Cosa la colpì di quell’incontro?
“Come dicevo era piccolino, non aveva quel physique du rôle, e forse anche per questo aveva bisogno di accompagnarsi a ragazze punk dal look estremo. C’erano alcune grupies con lui, fra cui una in particolare bellissima, vistosa, che si sedette subito in prima fila. Limonov voleva riprodurre quel meccanismo del passato di avere relazioni con queste ragazzine punk, frizzanti e molto più giovani di lui. La cosa divertente fu che quando all’incontro si iniziò a parlare di politica, diverse persone lo attaccarono e lo contestarono, le grupies si annoiarono subito e se ne andarono via. Mi spiace molto sia venuto a mancare, perché forse oggi avrebbe potuto essere una linea di demarcazione verso una certa deriva politica e ideologica, della Russia, ma non solo. La sua voce sarebbe stata importante per creare un freno e un’opposizione che oggi non esiste.”

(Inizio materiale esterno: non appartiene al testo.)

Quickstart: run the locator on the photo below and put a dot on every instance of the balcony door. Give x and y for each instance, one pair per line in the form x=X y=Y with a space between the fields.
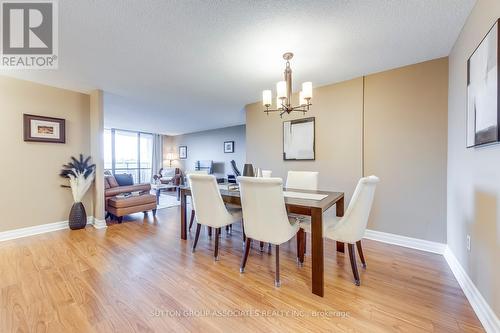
x=129 y=152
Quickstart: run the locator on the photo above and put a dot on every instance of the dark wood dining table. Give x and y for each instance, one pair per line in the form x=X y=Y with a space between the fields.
x=309 y=207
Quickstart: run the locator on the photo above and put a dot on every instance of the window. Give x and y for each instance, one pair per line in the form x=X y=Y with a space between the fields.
x=129 y=152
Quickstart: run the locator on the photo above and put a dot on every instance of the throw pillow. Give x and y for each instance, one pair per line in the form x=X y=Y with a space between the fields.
x=112 y=181
x=124 y=179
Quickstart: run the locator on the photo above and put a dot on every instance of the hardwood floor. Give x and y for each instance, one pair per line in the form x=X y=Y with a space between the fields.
x=140 y=277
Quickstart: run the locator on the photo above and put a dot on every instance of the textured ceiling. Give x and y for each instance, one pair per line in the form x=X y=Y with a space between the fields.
x=182 y=66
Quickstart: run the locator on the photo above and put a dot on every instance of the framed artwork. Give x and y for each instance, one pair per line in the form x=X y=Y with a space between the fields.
x=228 y=146
x=44 y=129
x=182 y=152
x=298 y=140
x=483 y=107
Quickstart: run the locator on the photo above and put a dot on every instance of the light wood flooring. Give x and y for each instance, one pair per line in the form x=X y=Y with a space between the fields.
x=140 y=277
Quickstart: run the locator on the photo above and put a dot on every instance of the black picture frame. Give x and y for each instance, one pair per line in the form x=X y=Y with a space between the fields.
x=471 y=116
x=182 y=152
x=52 y=130
x=300 y=121
x=228 y=147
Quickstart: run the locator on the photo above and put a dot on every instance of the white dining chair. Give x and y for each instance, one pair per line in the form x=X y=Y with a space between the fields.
x=194 y=172
x=209 y=207
x=264 y=216
x=351 y=227
x=302 y=180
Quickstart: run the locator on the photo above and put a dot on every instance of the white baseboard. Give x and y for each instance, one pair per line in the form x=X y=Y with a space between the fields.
x=413 y=243
x=488 y=318
x=37 y=229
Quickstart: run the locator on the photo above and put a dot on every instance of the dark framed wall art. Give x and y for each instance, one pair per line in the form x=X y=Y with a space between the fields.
x=44 y=129
x=182 y=152
x=228 y=147
x=483 y=106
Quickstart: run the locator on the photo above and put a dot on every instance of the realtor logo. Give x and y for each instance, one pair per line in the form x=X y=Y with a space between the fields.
x=29 y=34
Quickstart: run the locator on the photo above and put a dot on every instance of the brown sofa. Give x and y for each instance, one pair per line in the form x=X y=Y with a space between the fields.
x=123 y=206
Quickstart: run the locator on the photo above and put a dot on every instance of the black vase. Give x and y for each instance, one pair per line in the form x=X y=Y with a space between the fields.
x=77 y=216
x=248 y=170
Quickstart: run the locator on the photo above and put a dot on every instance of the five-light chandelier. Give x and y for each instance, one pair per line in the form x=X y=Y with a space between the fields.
x=284 y=93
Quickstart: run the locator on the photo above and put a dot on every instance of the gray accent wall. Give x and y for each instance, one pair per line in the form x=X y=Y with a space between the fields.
x=391 y=124
x=209 y=145
x=474 y=173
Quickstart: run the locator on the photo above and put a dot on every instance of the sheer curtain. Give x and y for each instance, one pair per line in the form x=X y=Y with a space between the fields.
x=157 y=153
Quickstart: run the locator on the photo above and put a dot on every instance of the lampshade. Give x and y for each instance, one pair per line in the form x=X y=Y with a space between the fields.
x=279 y=103
x=267 y=98
x=307 y=89
x=281 y=89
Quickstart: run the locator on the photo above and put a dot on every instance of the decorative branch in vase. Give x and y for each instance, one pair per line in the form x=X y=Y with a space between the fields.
x=81 y=174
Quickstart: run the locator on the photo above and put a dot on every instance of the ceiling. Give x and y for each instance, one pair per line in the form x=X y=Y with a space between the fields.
x=175 y=67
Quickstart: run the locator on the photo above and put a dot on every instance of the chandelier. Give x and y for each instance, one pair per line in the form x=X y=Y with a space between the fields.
x=284 y=93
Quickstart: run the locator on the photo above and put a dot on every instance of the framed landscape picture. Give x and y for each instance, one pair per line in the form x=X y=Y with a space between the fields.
x=182 y=152
x=44 y=129
x=483 y=112
x=298 y=140
x=229 y=147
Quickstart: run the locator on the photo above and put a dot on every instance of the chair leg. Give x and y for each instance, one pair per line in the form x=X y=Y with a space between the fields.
x=361 y=255
x=277 y=282
x=245 y=255
x=354 y=266
x=192 y=219
x=300 y=246
x=216 y=251
x=243 y=230
x=198 y=228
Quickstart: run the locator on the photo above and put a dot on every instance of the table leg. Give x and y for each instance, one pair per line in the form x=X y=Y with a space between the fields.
x=340 y=213
x=183 y=216
x=317 y=251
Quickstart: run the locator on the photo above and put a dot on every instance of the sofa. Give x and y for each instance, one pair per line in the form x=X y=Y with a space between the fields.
x=118 y=207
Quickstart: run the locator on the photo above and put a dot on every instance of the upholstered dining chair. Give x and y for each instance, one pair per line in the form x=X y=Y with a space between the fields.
x=264 y=216
x=302 y=180
x=351 y=227
x=209 y=207
x=193 y=172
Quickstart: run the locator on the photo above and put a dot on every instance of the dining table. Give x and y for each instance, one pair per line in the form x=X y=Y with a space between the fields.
x=303 y=202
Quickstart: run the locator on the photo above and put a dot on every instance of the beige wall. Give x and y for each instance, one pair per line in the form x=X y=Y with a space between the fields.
x=473 y=174
x=30 y=192
x=405 y=145
x=208 y=145
x=402 y=139
x=338 y=110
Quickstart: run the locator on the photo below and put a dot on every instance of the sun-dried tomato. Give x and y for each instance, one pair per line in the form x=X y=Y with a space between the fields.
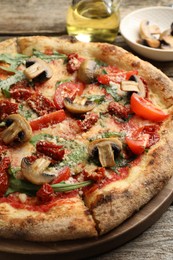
x=118 y=110
x=45 y=193
x=40 y=104
x=21 y=94
x=7 y=108
x=56 y=152
x=89 y=120
x=4 y=182
x=74 y=62
x=97 y=175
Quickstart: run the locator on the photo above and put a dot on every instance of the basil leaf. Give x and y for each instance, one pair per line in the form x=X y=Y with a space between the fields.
x=63 y=187
x=13 y=60
x=7 y=83
x=17 y=185
x=55 y=56
x=39 y=137
x=96 y=98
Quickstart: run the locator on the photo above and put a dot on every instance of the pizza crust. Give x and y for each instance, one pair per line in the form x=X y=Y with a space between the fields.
x=67 y=220
x=114 y=203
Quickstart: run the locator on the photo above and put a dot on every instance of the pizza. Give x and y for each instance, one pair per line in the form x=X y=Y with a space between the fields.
x=85 y=137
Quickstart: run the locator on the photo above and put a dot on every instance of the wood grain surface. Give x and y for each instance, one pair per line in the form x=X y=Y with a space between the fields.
x=48 y=17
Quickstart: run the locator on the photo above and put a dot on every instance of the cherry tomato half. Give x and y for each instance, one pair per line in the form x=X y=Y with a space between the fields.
x=137 y=145
x=49 y=119
x=145 y=109
x=63 y=175
x=67 y=89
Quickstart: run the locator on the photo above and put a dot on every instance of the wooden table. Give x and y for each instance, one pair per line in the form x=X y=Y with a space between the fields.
x=48 y=17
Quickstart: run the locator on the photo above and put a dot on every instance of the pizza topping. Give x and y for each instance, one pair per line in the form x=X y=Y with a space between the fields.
x=4 y=165
x=146 y=109
x=117 y=109
x=129 y=86
x=56 y=152
x=89 y=120
x=74 y=62
x=142 y=138
x=37 y=69
x=48 y=119
x=88 y=71
x=77 y=107
x=105 y=149
x=36 y=172
x=142 y=91
x=18 y=130
x=7 y=108
x=20 y=94
x=40 y=104
x=67 y=89
x=45 y=193
x=97 y=175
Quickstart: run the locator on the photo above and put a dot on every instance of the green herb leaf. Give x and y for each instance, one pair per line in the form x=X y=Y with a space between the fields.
x=7 y=83
x=55 y=56
x=39 y=137
x=2 y=124
x=63 y=187
x=96 y=98
x=17 y=185
x=13 y=60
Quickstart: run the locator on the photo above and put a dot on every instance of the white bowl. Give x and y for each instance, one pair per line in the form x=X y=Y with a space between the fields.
x=129 y=27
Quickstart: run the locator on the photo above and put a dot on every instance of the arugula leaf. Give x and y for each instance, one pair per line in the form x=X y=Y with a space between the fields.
x=17 y=185
x=39 y=137
x=55 y=56
x=13 y=60
x=2 y=124
x=7 y=83
x=96 y=98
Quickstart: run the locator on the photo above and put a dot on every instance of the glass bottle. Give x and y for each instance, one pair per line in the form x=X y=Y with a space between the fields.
x=94 y=20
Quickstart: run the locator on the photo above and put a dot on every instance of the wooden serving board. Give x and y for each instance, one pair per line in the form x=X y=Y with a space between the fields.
x=79 y=249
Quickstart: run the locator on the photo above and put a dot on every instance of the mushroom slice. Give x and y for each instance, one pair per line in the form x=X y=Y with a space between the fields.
x=105 y=149
x=88 y=70
x=146 y=35
x=78 y=108
x=129 y=85
x=37 y=68
x=166 y=42
x=18 y=129
x=134 y=84
x=35 y=172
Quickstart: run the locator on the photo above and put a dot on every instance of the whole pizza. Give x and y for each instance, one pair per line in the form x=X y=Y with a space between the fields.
x=86 y=136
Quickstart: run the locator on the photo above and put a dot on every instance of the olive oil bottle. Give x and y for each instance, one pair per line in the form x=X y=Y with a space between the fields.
x=94 y=20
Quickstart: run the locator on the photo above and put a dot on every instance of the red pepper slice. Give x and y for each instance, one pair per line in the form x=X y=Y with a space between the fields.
x=145 y=109
x=4 y=164
x=63 y=175
x=49 y=119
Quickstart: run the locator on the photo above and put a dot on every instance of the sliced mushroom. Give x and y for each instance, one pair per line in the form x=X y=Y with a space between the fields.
x=166 y=38
x=146 y=35
x=129 y=85
x=78 y=108
x=37 y=69
x=18 y=130
x=36 y=172
x=88 y=71
x=106 y=150
x=134 y=84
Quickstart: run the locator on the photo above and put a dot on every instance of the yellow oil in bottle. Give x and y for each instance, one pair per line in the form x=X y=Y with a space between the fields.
x=90 y=20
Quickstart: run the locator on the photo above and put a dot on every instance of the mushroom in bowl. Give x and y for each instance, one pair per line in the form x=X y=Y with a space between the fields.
x=130 y=28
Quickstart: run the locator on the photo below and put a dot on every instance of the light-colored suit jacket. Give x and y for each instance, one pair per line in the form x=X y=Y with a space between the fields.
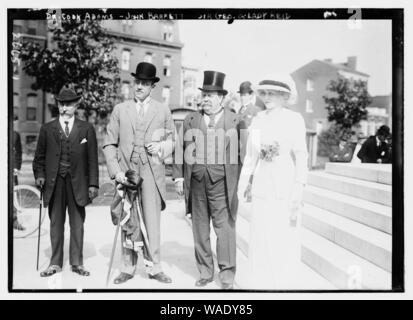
x=119 y=139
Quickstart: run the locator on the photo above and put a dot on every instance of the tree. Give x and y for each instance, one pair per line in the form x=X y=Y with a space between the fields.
x=347 y=104
x=80 y=55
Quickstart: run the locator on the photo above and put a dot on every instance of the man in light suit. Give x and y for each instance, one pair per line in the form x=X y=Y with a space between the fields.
x=139 y=137
x=66 y=166
x=209 y=178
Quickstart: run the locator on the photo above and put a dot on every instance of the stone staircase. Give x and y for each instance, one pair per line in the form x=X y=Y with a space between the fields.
x=347 y=225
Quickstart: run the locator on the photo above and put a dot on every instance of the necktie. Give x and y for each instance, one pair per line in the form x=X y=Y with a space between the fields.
x=211 y=123
x=67 y=128
x=141 y=112
x=242 y=110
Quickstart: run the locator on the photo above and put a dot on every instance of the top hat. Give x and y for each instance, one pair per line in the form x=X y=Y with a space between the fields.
x=245 y=87
x=67 y=94
x=214 y=81
x=146 y=71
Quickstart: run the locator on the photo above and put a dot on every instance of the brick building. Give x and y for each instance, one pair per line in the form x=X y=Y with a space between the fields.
x=312 y=80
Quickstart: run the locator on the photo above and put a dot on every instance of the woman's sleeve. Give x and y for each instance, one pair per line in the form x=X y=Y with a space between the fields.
x=251 y=158
x=300 y=151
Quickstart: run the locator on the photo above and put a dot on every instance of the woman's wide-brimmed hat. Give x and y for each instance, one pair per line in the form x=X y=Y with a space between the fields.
x=279 y=82
x=214 y=81
x=67 y=94
x=145 y=71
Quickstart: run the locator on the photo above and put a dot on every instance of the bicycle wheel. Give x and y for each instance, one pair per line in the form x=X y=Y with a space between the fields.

Yurii Colombo: “Dava il meglio di sé in pubblico e nei romanzi”
Yurii Colombo, giornalista, storica firma de Il Manifesto, autore di La sfida di Putin (Edizioni Il Manifesto) e Svoboda (Castelvecchi). Da diversi anni vive a Mosca. Ha intervistato Michail Gorbaciov ed Eduard Limonov più volte, scrivendo anche un libricino su di lui, che però purtroppo, come lui stesso ci ha detto, è oggi introvabile. Nel giorno della morte di Limonov, il 17 marzo del 2020 di lui scrisse:
“Limonov dava il meglio di sé in pubblico e nei romanzi. Personalmente quando l’ho frequentato, non mi ha né impressionato, né incuriosito. Era timido, aveva una voce nasale, ma quasi femminea. Ascoltava poco gli altri. Non era una buona forchetta: non dava importanza a ciò che mangiava e beveva, ma se aveva un pubblico si trasformava. Diventava brillante, sapeva modulare il discorso, senza essere affettato. Iconoclasta, ma con stile. Sapeva cogliere gli umori del pubblico. La sua scrittura letteraria, la cosiddetta autografia, mi è sempre piaciuta, anche se andava letto con parsimonia. La saggistica al contrario era spesso pesante e involuta. Politicamente era un rossobruno alla russa, cioè sapeva pencolare verso il liberalismo e aveva una grande opinione di Trotsky (oltre che di Stalin). Comunque, il suo racconto-programma Un’altra Russia andrebbe letto, anche se non esiste in traduzione italiana. Un personaggio a tutto tondo. Mancherà.”
Oggi, a distanza di 4 anni dalla morte ci ha ribadito: “Lo ritenevo un ottimo scrittore. Umanamente e politicamente invece, era, secondo me, discutibile.”